Oireachtas Joint and Select Committees

Friday, 17 May 2013

Joint Oireachtas Committee on Health and Children

Heads of Protection of Life during Pregnancy Bill 2013: Public Hearings

3:45 pm

Dr. Peter Boylan:

I do not propose to say a great deal in response to the comments on hypocrisy and so on in this country because that is not relevant to our discussion on the heads of the Bill. I am happy that the Bill, if enacted with the alterations we are suggesting, will introduce legal clarity and provide protection for doctors, midwives and so on.

The question was raised about access in respect of the decision as to whether a woman is entitled to a termination. There is also the question of access in the case where the decision is that she should have a termination to save her life. We have discussed the issues relating to which hospital and so on and doctors' definition of a specialist register, etc.

Deputy Robert Troy asked why we should separate medical from psychiatric illnesses. I have always felt, like my colleagues Dr. Mahony and Dr.
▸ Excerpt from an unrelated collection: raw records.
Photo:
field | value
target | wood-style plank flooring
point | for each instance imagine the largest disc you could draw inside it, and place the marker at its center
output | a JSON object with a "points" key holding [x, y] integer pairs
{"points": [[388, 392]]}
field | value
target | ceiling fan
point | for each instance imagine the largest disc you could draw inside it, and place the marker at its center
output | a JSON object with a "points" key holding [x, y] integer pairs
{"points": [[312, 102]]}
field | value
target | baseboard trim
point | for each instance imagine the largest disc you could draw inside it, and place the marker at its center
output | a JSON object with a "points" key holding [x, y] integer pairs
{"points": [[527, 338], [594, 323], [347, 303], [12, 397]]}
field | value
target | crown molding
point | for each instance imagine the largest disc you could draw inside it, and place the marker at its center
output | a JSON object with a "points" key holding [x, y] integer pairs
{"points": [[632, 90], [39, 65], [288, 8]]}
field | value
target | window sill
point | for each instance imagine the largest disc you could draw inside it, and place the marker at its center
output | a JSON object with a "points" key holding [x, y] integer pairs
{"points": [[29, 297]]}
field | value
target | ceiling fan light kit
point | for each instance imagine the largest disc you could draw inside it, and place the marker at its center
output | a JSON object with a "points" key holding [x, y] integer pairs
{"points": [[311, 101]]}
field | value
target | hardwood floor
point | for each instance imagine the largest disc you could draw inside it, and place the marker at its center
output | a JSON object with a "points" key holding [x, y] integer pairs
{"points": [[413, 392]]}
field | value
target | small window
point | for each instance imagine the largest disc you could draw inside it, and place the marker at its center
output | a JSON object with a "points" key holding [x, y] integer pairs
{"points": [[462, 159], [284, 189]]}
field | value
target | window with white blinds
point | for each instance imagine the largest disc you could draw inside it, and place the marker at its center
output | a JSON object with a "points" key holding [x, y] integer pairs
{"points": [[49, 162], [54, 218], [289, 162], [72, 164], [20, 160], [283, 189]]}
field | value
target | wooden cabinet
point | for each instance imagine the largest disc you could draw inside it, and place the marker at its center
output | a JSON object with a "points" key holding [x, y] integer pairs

Coulter-Smith, that if a particular procedure is required to save the life of a mother, the reason the procedure is required should not depend on whether the risk to her life is a consequence of a medical condition such as a congenital or complex heart disease or the consequence of an imminent danger that she will kill herself.

An issue we have not covered in great depth is that of conscientious objection, which I propose to deal with briefly. It is important to note that this issue also applies to the mother. We, as doctors, may make a decision that a mother is very likely to die, unless there is a termination of pregnancy, but the woman herself may refuse that termination because she is willing to take the risk or she has a conscientious objection to undergoing a termination of pregnancy. As doctors, we will respect that wish. Likewise, the wishes of doctors and midwives who have a conscientious objection to being involved in a termination of pregnancy will be accommodated. Those of us who have trained abroad, in the United Kingdom and elsewhere, have personal experience of this and not faced any difficulty when it has come to performing terminations of pregnancy, primarily for social reasons in the United Kingdom. There is no problem with this and no need for people to be afraid. Nobody will be forced under this legislation to do anything against his or her conscience. Everybody should be reassured about this. We are adult, professional people.